A farmer harvests grain in Huaibei, Anhui province. [Photo / China Daily]

Area sown with autumn grains will rise by 46,700 hectares from 2010

BEIJING - China will experience a satisfactory autumn grains harvest, providing no major natural disasters occur, according to the National Development and Reform Commission (NDRC).

Fang Yan, vice-director of the rural economy department at the NDRC, said the area sown with autumn grains will increase by 46,700 hectares from the 2010 level to 77 million hectares.

The area sown with corn will stand at almost 33.5 million hectares with a year-on-year increase of more than 666,500 hectares.

Meanwhile, mid-season rice will reach 18 million hectares, a rise of 440,000 year-on-year.

China had a summer grains harvest of 126.27 million tons this year, an increase of 3.12 million tons from 2010.

Fang attributed the greater yields to rising investment by the central government and an increase in the area sown with high-yield crops.

"The National Development and Reform Commission arranged investment of 16.3 billion yuan ($2.52 billion) in projects to protect arable land and improve water-conservation facilities," she said on Friday.

The area sown with corn and mid-season rice - two high-yield crops - reached a 10-year record of 51 million hectares this year, with a year-on-year increase of more than 1 million hectares.

The summer and autumn harvests will have a significant influence on the price of grains because they will reduce expectations of price fluctuations, according to Zuo Xiaolei, chief economist at China Galaxy Securities.

However, Huang Guiheng, a manager at the research department of Bric Global Agricultural Consultants Ltd in Beijing, predicted that the price of grains will continue to rise because the costs of agricultural production have increased by between 10 and 20 percent this year.

The increased harvest will also encourage the government to improve its management of supplies.

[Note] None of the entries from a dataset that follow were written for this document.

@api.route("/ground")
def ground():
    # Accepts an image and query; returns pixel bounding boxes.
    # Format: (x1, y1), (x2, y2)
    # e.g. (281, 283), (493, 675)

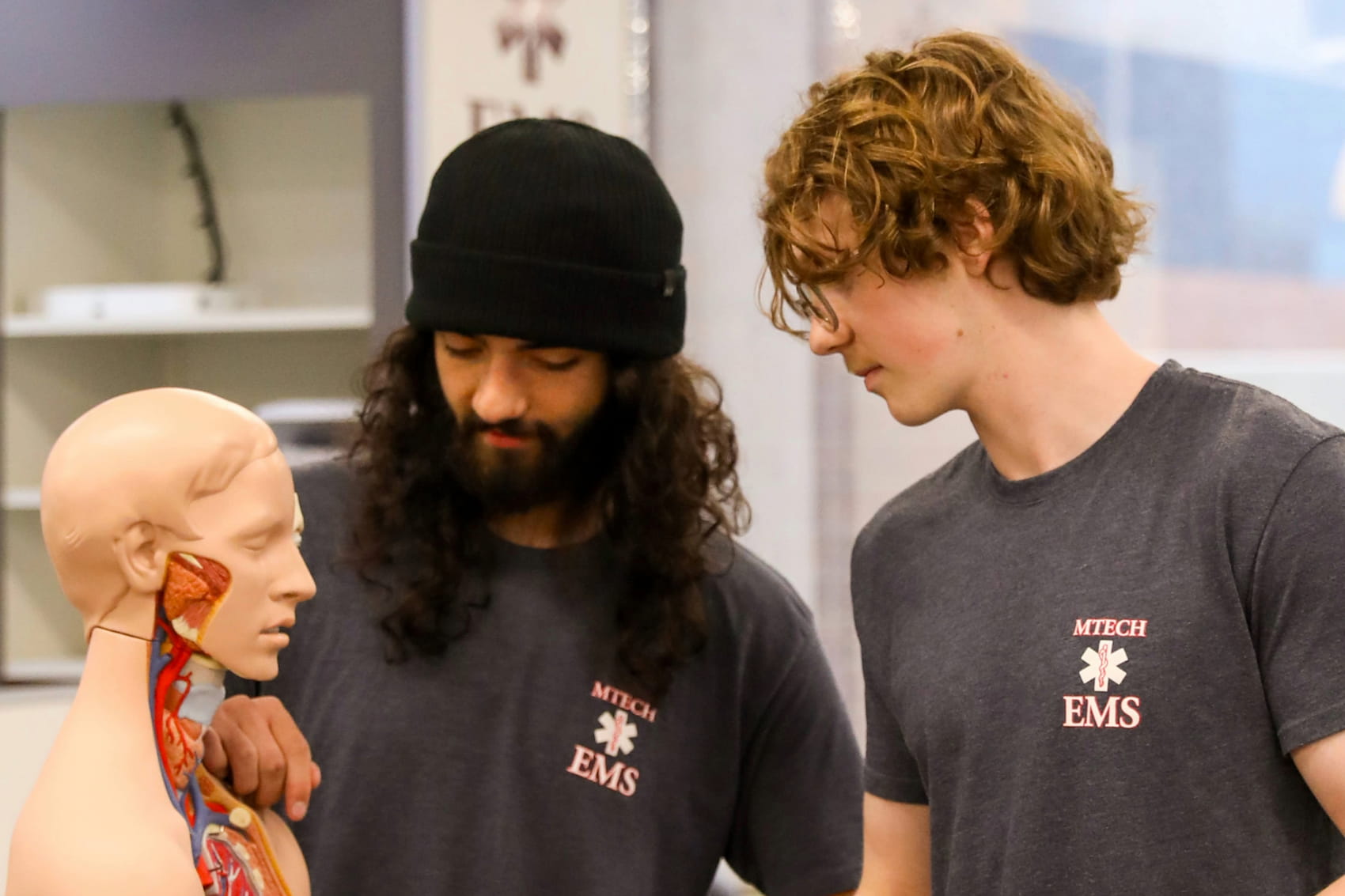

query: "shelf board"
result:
(0, 308), (374, 339)
(0, 486), (42, 510)
(4, 656), (83, 682)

"The central government plans to transport 2.8 million tons (of grains) from the production areas to the main areas of consumption and areas with low supplies," Chen Jiaji, an inspector at the State Administration of Grain, told the news briefing.

"That will reduce the need to store grains in the main areas of production and stabilize prices by providing plentiful supplies to areas in need," he said.

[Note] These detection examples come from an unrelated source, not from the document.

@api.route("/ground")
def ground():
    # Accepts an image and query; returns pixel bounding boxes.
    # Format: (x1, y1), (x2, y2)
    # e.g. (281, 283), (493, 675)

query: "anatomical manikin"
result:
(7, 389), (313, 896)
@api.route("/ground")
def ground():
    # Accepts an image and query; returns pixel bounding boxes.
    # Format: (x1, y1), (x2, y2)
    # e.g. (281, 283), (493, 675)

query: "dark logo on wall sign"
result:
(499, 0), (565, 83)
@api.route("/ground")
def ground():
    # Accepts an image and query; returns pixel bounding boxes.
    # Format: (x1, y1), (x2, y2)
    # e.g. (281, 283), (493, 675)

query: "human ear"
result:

In addition, a rise in yields for an eighth successive year will be "quite difficult" to achieve, because of uncertainties that may affect the autumn harvest, analysts said.

"Autumn grains account for 75 percent of China's whole-year grain yield. A number of natural factors, such as floods, inclement weather and typhoons, could all have a direct effect on the yield of autumn crops," said Zhuang Jian, a senior economist with the Asian Development Bank.

Huang of Bric, also thought an eighth increase in yields was unlikely, given the loss of arable land because of urbanization.

However, he said that even if an eighth successive increase does not occur, the shortfall will not be great.